As the above-referenced professional rules of conduct demonstrate, in an estate planning context, the general principle is that a professional should seek to avoid profiting from the client’s death. Of course, there is nothing wrong with you providing the services you typically perform in the normal course of business, such as tax preparation or investment advice, to the executor or trustee appointed by your deceased client, as long as it is done within your profession’s rules of professional conduct. But where a professional obtains a windfall through a gift, bequest, or beneficiary designation that is clearly not compensation for services rendered, a professional should consider very carefully the wisdom of accepting such a gift.
 
If a client’s family member or another professional advisor were to learn of such a gift, there could be an assumption of impropriety or that you as the professional advisor have violated your fiduciary obligation to the client by seeking to exploit a relationship of trust for improper financial gain. Accusations of undue influence or questions surrounding your client’s mental capacity to make such gifts may arise. And even if it can be proven that you, as the professional, did not in fact engage in any pressure tactics or take advantage of your position of trust, there could nevertheless be significant controversy, professional complaints filed, and even litigation against you and your firm to get to the bottom of the situation or force some form of a financial settlement.
 
Beyond that, you may be jeopardizing your own professional licensure in your chosen profession, as well as significantly damaging the public’s perception of the ethical conduct of other members of your profession.
 
Professional advisors with clients who want to leave them gifts or bequests from their estates should almost always politely decline, explaining the practical and ethical reasons why accepting such gifts could be counterproductive to the client, the professional advisor, and the profession in general. The professional should then have a thoughtful discussion with the client about naming an appropriate alternative to the professional.
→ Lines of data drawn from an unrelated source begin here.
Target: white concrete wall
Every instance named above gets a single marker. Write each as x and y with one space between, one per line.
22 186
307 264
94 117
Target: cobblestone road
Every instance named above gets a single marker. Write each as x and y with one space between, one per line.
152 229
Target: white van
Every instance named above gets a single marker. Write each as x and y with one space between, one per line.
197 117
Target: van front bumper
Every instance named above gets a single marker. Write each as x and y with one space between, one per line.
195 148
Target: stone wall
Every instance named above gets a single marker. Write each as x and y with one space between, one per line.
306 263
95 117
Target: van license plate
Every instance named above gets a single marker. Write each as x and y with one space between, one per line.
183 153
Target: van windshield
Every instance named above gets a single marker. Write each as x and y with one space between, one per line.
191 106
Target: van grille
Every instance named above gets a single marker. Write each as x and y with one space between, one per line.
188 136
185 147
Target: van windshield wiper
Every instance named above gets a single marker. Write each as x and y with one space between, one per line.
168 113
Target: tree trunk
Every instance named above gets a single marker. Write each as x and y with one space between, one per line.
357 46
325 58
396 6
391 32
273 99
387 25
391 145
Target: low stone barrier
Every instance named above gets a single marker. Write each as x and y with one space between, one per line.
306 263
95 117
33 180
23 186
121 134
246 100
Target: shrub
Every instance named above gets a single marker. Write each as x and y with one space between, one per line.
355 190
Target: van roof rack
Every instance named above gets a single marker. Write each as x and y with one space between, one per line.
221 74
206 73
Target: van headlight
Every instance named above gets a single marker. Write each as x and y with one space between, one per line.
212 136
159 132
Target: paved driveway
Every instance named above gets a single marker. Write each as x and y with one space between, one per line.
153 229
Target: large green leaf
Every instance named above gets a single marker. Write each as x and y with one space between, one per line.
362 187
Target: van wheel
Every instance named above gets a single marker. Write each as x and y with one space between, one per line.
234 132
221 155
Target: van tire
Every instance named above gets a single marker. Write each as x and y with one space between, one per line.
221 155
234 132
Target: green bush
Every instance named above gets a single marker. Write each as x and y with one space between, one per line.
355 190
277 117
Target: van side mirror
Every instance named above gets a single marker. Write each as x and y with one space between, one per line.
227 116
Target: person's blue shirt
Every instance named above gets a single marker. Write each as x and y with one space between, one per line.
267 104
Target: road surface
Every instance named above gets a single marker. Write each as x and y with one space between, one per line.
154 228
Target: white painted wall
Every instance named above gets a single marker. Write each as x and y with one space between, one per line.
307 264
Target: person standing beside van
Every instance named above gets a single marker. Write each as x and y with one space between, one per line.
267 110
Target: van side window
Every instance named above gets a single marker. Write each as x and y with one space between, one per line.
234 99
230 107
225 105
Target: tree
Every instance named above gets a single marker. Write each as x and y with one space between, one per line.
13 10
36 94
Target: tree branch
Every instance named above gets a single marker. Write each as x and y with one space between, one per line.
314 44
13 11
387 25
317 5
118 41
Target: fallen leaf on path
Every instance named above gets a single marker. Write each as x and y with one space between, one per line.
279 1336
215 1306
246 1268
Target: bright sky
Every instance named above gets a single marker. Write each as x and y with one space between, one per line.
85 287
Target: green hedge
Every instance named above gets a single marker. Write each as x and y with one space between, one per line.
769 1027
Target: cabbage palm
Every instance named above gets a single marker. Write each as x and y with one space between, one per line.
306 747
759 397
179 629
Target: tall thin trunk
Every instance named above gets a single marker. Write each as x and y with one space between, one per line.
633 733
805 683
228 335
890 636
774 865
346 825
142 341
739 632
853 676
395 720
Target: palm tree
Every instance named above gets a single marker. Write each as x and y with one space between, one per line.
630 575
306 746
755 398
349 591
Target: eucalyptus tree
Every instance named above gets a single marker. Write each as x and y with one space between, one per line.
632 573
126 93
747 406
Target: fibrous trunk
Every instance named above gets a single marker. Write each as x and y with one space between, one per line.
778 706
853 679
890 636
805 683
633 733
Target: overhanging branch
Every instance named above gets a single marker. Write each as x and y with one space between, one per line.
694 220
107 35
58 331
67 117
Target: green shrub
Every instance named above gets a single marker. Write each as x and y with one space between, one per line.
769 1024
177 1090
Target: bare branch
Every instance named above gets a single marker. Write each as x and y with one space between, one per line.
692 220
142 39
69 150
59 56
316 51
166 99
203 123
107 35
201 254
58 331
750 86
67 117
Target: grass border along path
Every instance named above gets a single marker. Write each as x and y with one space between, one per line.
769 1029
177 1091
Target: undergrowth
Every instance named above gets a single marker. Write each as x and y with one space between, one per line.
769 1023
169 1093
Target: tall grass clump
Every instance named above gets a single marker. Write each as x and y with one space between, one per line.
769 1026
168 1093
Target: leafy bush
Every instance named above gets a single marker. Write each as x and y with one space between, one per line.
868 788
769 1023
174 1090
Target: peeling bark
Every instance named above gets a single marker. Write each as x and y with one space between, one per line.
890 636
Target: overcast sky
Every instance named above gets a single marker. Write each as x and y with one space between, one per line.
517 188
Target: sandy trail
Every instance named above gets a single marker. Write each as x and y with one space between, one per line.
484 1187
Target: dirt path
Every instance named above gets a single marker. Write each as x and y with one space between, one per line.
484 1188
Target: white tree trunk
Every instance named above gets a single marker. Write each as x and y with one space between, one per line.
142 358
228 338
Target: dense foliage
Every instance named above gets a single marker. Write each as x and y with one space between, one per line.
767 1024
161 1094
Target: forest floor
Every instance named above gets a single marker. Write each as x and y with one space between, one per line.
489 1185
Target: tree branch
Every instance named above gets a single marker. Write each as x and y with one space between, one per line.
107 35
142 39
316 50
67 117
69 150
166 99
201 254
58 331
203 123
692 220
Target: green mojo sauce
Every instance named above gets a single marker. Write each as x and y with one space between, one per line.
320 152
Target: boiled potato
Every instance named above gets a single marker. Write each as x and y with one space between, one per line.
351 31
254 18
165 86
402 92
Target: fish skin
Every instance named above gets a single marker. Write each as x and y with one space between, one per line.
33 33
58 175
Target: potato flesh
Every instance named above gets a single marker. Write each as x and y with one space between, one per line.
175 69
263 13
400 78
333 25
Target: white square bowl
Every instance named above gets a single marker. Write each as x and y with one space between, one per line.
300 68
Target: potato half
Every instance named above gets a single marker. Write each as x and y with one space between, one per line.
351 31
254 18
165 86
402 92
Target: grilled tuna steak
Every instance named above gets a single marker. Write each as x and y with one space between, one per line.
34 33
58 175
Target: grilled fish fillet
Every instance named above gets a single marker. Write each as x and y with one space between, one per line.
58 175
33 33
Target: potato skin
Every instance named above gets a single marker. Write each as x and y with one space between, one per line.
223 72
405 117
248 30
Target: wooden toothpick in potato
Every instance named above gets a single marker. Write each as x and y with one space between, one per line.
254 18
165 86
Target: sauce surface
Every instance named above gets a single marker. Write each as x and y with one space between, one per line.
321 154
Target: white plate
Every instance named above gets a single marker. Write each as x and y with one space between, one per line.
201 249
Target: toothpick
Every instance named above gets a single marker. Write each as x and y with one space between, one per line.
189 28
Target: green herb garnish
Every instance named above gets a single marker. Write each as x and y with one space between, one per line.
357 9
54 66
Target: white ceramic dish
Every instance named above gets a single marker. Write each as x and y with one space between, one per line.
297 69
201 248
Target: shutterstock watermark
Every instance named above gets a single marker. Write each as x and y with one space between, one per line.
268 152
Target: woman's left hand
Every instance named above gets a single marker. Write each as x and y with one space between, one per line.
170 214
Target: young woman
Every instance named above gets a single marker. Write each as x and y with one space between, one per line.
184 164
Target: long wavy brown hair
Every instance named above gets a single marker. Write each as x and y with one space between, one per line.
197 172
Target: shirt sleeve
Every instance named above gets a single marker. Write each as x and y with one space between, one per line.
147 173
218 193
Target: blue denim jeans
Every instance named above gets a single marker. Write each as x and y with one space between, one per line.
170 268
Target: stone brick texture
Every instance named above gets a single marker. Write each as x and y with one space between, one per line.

The professional could also gently suggest a variety of charitable organizations that the client may find attractive as beneficiaries of a charitable gift, or even a charitable cause that is near to the heart of the professional advisor in lieu of the gift to the advisor.
 
Whatever the client ultimately decides, you will likely be able to sleep better at night knowing that a disgruntled heir of the client will not file a FINRA or ethical complaint against you long after the client has passed away. Furthermore, maintaining the integrity and ethical standards of your profession will undoubtedly pay dividends from a professional and reputational perspective that will far outweigh the financial benefits of accepting such gifts in the long run.


[1] Model Rules of Pro. Conduct r. 1.8(c) (Am. Bar Ass’n, 1983).
[2] Id.
[3] See AICPA Code of Pro. Conduct § 1.240.020 (AICPA, 2014).